US’s “fight and talk” strategy in trade war with China

Wednesday, 2018-09-19 16:14:24
 Font Size:     |        Print
 

US President Trump's announcement of new tariffs on US$200 billion worth of Chinese goods has escalated the trade war between the world's two largest economies. (Photo: Reuters)
 Font Size:     |  

NDO – The trade war between the United States and China has been escalated to a new level after US President Donald Trump announced plans for tariffs on US$200 billion worth of Chinese imports. The move came just days after the White House announced it had invited Chinese partners to join a new round of trade talks.

According to Trump’s statement, the next wave of tariffs, which are scheduled to take effect on September 24, will start at 10% before climbing to 25% in January 2019. Along with the abovementioned “punch”, the White House accused Beijing of a series of unfair actions involving US intellectual property and technology. A reserve “attack” has also been prepared by the US side for the trade war with China as President Trump warned of immediately placing tariffs on another US$267 billion worth of imports if China takes retaliatory action against the US.

The US’s imposition of new levies on Chinese goods took place just days after the White House said US Treasury Secretary Steven Mnuchin and his associates had invited Chinese partners, including Vice Premier Liu He, to join a fresh round of trade talks. Accordingly, the meeting may take place in Washington or Beijing in the coming weeks, aiming to resolve concerns and disagreements between the two sides. Just last week the Chinese Foreign Ministry applauded the US proposal to hold a new round of trade talks.

However, Trump’s decision to impose tariffs on US$200 billion worth of Chinese commodities this week has thrown cold water on the outlook for the trade talks between the two largest economies in the world. .

Earlier, it was said that China might refuse to participate in new trade talks if Washington continues to impose additional taxes on Beijing’s goods. Meanwhile, some Chinese businesses have called on the country’s leaders to impose restrictions on the sale of equipment and items that US firms need, while using “export restrictions” to threaten the US supply chain.

Chinese officials have criticised the US’s tax increases on Chinese goods. At a meeting with representatives of foreign companies in China on September 18, Chinese Minister of Commerce, Zhong Shan, said that Washington’s unilateralism and protectionism would affect the interests of both the US and China, as well as damaging the global economy.
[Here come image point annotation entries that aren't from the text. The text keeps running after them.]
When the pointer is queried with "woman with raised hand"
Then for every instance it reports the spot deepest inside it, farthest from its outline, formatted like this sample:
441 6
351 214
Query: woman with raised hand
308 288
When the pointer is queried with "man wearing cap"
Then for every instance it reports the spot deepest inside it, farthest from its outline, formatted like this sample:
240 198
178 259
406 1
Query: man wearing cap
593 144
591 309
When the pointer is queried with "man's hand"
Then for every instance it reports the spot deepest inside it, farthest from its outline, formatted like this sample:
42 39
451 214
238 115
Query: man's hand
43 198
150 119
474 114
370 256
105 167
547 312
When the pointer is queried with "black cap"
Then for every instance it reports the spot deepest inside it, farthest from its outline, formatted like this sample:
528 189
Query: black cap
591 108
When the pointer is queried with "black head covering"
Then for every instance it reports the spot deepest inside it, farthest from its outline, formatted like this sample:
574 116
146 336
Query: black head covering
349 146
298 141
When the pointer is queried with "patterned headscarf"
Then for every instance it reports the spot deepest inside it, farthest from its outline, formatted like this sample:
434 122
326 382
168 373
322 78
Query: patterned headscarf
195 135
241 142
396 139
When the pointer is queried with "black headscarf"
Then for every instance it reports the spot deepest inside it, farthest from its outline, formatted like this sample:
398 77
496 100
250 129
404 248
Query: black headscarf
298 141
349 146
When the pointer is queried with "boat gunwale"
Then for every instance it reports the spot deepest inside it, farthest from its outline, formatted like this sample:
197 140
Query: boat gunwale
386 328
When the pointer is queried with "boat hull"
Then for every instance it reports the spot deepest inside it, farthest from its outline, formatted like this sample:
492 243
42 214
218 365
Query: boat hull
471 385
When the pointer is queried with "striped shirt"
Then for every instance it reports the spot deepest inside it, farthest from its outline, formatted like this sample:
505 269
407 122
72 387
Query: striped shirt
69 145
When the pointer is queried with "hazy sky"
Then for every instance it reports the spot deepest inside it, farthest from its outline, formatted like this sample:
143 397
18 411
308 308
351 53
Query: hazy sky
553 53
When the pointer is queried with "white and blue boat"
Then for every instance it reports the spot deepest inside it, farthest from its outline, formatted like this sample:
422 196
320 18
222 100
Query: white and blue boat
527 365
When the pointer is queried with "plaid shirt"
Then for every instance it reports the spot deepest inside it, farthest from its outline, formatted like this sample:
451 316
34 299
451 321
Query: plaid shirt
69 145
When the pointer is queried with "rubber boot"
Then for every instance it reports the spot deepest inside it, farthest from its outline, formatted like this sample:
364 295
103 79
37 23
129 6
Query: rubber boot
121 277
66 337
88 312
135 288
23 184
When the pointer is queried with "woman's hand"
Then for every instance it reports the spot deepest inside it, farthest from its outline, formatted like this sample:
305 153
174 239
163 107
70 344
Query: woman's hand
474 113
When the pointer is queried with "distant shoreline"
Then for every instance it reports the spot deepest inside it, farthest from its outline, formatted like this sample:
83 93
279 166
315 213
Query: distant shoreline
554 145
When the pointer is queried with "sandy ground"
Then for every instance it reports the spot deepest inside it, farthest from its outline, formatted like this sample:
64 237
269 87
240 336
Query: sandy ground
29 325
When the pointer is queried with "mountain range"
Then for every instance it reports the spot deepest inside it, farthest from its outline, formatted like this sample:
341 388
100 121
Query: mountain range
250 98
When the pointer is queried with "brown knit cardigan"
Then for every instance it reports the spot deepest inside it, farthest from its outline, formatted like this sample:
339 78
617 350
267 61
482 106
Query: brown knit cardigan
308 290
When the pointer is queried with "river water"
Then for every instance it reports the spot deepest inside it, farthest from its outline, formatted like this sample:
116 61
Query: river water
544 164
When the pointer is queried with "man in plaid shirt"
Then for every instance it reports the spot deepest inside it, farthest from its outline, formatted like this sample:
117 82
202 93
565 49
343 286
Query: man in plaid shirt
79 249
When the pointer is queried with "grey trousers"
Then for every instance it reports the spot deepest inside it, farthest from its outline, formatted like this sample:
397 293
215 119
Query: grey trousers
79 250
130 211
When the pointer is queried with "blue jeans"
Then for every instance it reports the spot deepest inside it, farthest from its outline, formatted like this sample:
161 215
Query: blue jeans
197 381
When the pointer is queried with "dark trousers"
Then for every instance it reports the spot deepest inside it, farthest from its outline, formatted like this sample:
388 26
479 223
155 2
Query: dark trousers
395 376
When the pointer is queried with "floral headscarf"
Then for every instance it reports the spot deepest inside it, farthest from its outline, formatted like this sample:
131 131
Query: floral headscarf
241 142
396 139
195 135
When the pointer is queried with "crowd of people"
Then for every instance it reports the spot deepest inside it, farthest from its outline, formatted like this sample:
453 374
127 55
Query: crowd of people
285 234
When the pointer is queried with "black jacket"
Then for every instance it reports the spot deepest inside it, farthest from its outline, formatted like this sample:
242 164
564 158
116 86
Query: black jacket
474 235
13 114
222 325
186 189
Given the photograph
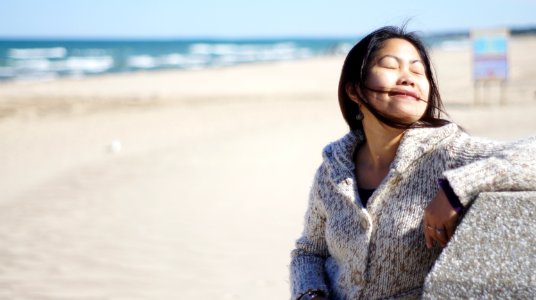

On the same day, Fang Xinghai, vice chairman of the China Securities Regulatory Commission (CSRC), said at a conference in Tianjin that the US’s trade actions against China will not work as China has ample fiscal and monetary policy tools to cope with the impacts. Meanwhile, on the morning of September 18, China’s Vice Premier Liu He called a meeting to discuss the government’s response to the US’s decision to impose additional tariffs. According to a spokesman for the Chinese Ministry of Commerce, Beijing’s retaliatory tariff measures will be announced immediately on September 24.

As for the US side, there is no indication that the Washington administration will change its stance on Beijing, because the US has stated its belief that it hold a position of advantage in the trade war with China. Writing on his Twitter, US President Donald Trump said that the US was under no pressure to reach an agreement with China and that Washington would soon collect billions of dollars in taxes and from manufacturing domestic products.

The latest moves in the US-China trade war have shown that the US has made thorough calculations and is applying a strategy of “both fighting and talking” in the trade war with China. As Washington’s tough stance remains unchanged, a new round of trade talks between the two sides is unlikely to take place this month, and even if it gets underway, it will not be able to cool down the trade war between Washington and Beijing.